Anselm Kiefer – Nymphäum

Du 25 avril au 25 octobre 2026, Galerie Thaddaeus Ropac, Paris Pantin

Plus de vingt toiles monumentales dédiées aux nymphes et à leurs sanctuaires antiques (nymphées).

J’ai eu beau mitrailler et changer les réglages de l’appareil photo, il est impossible de retranscrire l’impression, l’émerveillement que provoquent ces scènes mythologiques. Et c’est sans même parler de l’incroyable geste pictural de l’artiste. Anselm Kiefer (1945) peint l’incompréhensible. Il explore les chemins de l’existence, interroge les mythes et l’Histoire et fouille les littératures.

Symboles de l’union entre la Nature et les êtres, les nymphes, les esprits de la nature, peuplent les lieux sauvages tels que les rivières, les forêts, les sources, les montagnes, les grottes, etc. Ce sont des divinités mineures, des jeunes filles, des magiciennes qui ont un certain pouvoir. Elles se situent entre les Dieux et déesses et les humains.

Les nymphes peuvent être terrestres ou aquatiques, célestes ou infernales. Les grecs les vénéraient et les craignaient. Ne pas confondre avec les nympheas de Claude Monet, appellation provenant de la biologie végétale.
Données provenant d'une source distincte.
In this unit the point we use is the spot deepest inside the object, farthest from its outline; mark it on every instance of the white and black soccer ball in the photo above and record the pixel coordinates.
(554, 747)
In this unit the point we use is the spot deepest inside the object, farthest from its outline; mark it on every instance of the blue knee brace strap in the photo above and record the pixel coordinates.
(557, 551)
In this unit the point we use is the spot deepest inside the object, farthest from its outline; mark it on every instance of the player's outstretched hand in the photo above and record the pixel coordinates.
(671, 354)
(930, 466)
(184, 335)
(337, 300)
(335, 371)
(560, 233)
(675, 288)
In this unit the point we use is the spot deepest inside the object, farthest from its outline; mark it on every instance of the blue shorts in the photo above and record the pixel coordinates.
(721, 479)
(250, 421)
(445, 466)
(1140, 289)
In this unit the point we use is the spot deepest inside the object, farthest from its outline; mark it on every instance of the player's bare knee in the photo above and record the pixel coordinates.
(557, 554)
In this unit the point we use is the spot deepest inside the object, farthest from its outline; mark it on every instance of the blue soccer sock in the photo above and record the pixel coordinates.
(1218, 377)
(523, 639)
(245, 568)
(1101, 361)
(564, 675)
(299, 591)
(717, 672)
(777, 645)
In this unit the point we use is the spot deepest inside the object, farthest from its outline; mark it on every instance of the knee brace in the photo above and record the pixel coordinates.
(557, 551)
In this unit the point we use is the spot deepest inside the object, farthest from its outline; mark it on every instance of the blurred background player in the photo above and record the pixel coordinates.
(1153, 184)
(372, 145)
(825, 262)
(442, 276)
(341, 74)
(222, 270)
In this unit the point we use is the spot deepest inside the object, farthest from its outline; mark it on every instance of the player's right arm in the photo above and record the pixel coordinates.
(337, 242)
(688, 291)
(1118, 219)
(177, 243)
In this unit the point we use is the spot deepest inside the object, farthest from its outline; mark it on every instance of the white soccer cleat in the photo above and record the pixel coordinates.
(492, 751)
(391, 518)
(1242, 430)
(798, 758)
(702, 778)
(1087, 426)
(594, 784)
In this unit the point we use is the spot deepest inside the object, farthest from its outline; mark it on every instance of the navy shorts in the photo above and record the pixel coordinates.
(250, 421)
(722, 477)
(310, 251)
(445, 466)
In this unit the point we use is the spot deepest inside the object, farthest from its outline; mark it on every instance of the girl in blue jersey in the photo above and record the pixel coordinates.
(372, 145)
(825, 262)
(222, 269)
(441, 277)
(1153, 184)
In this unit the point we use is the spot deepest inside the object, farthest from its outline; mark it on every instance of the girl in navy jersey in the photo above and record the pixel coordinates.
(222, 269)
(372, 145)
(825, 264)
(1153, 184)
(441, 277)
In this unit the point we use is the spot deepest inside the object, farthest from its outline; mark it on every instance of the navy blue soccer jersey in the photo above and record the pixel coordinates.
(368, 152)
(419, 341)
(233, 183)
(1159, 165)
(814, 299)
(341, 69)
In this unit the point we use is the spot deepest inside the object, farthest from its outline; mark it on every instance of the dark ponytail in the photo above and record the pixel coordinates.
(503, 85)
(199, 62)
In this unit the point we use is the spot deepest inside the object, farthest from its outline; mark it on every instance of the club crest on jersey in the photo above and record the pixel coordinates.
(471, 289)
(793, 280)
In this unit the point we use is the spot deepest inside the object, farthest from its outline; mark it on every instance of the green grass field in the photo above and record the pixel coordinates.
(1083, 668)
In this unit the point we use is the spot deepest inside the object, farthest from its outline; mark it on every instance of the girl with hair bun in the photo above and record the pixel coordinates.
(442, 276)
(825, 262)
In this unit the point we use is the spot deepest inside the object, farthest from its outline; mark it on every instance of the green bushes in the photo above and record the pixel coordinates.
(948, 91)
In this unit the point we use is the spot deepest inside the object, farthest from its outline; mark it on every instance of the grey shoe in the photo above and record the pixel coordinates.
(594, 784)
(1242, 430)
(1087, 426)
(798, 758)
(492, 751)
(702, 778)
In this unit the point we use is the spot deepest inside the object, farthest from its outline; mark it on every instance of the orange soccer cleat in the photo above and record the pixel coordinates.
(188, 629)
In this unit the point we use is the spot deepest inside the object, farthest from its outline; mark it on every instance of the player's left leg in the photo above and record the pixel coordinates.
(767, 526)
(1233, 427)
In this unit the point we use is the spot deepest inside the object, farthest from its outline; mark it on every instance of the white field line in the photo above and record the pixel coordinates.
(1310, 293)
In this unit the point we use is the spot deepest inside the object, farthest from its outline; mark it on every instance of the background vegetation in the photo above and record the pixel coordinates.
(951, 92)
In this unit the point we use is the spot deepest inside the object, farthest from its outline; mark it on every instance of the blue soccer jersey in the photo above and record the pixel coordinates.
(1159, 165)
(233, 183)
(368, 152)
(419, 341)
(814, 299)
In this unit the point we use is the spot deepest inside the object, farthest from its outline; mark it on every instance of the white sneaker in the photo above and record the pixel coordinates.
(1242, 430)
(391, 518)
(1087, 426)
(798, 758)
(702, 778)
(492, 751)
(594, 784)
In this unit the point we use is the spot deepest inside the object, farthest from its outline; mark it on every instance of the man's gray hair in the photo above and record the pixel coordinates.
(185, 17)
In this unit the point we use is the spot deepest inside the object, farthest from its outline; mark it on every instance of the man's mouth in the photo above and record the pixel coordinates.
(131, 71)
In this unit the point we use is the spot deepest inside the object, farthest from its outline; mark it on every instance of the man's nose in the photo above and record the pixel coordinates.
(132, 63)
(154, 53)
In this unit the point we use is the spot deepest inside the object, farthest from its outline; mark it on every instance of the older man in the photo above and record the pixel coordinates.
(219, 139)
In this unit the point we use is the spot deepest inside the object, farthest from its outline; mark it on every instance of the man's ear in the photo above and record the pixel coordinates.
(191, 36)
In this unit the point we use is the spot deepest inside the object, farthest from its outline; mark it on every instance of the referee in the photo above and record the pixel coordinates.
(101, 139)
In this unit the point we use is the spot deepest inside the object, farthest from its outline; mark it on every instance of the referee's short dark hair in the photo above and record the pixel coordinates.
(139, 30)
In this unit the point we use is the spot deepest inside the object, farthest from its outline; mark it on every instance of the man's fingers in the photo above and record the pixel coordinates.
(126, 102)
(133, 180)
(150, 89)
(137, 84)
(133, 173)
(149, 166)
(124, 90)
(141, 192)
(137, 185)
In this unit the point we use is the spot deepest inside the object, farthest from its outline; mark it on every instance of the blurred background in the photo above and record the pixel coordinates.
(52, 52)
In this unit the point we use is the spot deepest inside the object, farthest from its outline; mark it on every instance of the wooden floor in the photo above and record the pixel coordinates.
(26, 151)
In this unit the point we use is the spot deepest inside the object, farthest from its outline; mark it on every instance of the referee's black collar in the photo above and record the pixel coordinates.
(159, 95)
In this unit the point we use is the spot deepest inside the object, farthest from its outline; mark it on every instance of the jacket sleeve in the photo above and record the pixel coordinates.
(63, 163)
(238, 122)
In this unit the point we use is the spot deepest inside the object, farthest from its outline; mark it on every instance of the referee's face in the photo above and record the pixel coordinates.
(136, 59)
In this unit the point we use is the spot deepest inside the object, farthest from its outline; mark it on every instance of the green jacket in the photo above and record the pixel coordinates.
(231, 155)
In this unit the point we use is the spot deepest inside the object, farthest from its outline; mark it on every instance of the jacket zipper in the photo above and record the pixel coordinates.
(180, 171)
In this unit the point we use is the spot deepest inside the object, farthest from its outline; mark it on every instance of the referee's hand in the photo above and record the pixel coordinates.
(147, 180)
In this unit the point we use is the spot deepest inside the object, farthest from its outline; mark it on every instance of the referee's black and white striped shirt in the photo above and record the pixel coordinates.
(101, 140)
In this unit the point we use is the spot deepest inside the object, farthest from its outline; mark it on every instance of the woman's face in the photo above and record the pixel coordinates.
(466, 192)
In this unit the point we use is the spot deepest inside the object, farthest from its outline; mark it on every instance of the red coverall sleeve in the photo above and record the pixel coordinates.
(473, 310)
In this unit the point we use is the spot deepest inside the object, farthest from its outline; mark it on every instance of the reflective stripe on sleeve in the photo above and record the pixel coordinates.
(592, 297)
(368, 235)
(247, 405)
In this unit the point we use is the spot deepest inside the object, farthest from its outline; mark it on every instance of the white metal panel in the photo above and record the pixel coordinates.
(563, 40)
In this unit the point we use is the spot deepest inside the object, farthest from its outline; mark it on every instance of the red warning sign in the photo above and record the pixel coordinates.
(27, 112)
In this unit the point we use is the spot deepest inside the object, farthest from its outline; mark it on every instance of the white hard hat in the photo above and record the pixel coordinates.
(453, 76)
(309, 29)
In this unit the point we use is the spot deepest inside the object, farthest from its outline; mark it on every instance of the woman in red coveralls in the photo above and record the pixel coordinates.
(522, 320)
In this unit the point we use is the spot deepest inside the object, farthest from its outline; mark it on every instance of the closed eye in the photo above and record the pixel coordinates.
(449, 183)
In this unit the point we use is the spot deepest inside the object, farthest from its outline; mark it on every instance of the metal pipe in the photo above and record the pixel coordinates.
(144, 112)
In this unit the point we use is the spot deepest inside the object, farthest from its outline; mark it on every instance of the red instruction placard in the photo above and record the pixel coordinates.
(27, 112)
Les touches de peinture semblent transpercer la toile, elles semblent avoir été lancées à distance, telles des couteaux. Les visages qui émergent de ce chaos ordonné par les gestes et les mélanges du peintre sont presque anecdotiques, c’est le contexte qui définit l’éclosion de la nymphe. (vidéo)

La feuille d’or vibre encore, à peine posée en surface. Le moindre souffle semble pouvoir l’extraire de l’ensemble.

Gomme-laque, craie, paille, fusain, sédiments d’électrolyse du métal exposé au courant électrique, les transmutations employées sont liées aux symboliques des nymphes, de leur provenance et de leurs pouvoirs.

Elles sont la Nature liquide ou solide. Elles se cachent et s’exposent à la fois. Elle naissent de la matière, de l’alchimie, de l’amalgame. Elles incarnent les cycles de la Nature, nous rappellent à quel point nous sommes impliqués dans son essor et sa survie.

Kiefer assemble même constructions humaines et Nature, suggérant une mythologie vivante au sein de l’urbanité. Les fenêtres illuminées sont des feuilles d’or créant des mosaïques ou les tissus Art Nouveau de Klimt.

Ma préférée est cette nymphe des eaux, Néréide ou Naïade, en forme de grenouille, son corps replié surgissant comme un foetus à l’envers. J’en ai fait plusieurs photos, rien ne peut s’apparenter à la réalité de sa texture, de ses couleurs, de sa forme et de sa présence puissante et délicate à la fois. Impossible de traduire une émotion avec les réglages de mon pauvre téléphone.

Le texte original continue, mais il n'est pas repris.